The performance group Doyon/Demers (Hélène Doyon and Jean-Pierre Demers) also turn to Kaprow using his notion of the “un-artist” as the starting point for their critical observations on the current generation of artists who are working in the context of “cultural democracy.” Like the earlier situationists (and their theorists), Fluxus, or N.E.Thing Co. Ltd., artists such as Doyon/Demers use new technologies and aggressive strategies to “infiltrate” the globalizing effect of market forces. Their discussion of today’s most powerful tool, the World Wide Web, is indispensable to the book’s overall argument, which repeatedly refers to the symbiotic relationship between art and technology.

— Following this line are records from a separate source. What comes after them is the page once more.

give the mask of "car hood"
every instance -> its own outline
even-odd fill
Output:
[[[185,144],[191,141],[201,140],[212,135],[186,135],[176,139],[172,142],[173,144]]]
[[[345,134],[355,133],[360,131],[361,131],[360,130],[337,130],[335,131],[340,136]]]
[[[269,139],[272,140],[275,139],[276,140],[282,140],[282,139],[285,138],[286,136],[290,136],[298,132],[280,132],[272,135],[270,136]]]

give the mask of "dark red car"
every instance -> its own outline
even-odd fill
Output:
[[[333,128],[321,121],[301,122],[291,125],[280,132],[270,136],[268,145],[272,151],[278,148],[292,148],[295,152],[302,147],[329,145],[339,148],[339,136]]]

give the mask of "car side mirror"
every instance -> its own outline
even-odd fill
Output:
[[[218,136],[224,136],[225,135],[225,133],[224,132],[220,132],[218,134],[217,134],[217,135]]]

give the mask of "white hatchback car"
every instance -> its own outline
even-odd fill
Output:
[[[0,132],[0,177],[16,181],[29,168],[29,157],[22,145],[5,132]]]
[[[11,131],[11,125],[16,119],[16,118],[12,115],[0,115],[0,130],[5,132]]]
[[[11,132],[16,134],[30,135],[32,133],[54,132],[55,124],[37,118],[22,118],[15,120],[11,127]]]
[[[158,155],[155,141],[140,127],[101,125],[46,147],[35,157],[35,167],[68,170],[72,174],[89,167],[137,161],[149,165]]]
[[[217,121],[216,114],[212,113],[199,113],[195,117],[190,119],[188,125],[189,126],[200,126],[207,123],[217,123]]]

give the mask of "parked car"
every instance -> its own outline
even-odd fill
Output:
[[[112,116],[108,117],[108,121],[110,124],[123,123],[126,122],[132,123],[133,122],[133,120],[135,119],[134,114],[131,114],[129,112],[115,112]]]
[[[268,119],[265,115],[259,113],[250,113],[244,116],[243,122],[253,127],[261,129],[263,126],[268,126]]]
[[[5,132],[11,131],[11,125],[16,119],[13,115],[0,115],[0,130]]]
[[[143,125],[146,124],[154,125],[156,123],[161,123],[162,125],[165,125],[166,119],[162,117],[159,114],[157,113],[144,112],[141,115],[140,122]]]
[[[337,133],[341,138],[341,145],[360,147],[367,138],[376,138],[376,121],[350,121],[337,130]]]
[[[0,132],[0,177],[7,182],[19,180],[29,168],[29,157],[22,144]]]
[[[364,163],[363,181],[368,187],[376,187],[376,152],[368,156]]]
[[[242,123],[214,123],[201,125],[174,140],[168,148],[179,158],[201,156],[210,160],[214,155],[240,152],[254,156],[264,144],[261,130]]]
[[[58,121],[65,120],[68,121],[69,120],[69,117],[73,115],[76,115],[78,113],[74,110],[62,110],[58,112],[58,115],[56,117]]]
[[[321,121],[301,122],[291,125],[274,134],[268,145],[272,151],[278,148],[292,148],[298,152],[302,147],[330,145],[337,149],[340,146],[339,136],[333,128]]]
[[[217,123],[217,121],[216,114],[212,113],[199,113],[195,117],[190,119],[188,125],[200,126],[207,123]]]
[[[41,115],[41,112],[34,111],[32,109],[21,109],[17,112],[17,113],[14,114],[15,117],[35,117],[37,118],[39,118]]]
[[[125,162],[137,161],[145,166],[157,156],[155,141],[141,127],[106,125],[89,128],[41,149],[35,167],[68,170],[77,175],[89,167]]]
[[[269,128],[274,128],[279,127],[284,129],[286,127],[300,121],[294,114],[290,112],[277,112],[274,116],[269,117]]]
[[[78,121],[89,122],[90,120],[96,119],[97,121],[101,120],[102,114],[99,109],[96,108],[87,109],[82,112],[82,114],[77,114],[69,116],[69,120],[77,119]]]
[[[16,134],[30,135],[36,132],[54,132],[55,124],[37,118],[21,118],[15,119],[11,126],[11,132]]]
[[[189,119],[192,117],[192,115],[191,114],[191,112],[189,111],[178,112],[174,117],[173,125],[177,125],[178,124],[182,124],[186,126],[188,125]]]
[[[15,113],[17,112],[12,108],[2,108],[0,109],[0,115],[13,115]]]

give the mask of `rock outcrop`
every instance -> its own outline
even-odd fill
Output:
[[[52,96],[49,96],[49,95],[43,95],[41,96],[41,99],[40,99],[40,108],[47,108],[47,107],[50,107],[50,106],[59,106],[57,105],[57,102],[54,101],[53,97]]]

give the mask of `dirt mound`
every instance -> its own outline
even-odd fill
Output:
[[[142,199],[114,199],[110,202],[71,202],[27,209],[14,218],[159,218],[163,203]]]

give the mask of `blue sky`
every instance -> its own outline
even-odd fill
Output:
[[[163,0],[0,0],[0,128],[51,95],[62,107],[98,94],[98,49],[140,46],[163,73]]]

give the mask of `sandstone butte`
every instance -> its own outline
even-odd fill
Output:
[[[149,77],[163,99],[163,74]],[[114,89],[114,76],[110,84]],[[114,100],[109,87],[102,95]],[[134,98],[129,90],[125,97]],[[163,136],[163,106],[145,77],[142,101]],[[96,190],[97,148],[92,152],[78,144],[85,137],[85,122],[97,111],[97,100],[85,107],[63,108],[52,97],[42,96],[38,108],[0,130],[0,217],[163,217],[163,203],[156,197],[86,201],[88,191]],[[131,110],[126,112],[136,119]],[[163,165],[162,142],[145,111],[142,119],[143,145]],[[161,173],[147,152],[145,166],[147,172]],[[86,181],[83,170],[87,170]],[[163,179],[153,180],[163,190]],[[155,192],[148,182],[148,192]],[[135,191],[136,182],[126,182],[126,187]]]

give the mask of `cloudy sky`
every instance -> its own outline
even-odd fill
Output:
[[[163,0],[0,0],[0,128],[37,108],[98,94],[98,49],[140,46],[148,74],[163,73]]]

It is with delight that one encounters Jan Peacock’s “Presence” as the final essay. It is a thoughtful and moving reflection on her video piece Midnight Reader. Drawing on works by Paula Levine and Alison Rossiter, she revisits the piece from within the contemplative space of mourning. The “liveness” of video, she tells us, drags memory through the world of once useful things now illuminated like relics from a receding past. Her writing is assured and as fluid as a “line of light.”

While many of the book’s supporting illustrations are so small that they benefit page-layout design more than they showcase individual artists’ works, they nevertheless remind the reader that the book accompanied exhibitions and performances by over twenty artists. The introduction and the brief artists’ biographies place the images in perspective. Some of the artists are internationally known, such as Vito Acconci and Arnulf Rainer; others are familiar names drawn from Vancouver and Toronto, such as Max Dean, Suzy Lake, and Paul Wong. Many are new to Canadian audiences, with a majority of these working out of Montreal; they include Sylvie Cotton, Adad Hannah, and Chih-Chien Wang, along with several other rising artists.

Anna Carlevaris lives and works in Montreal.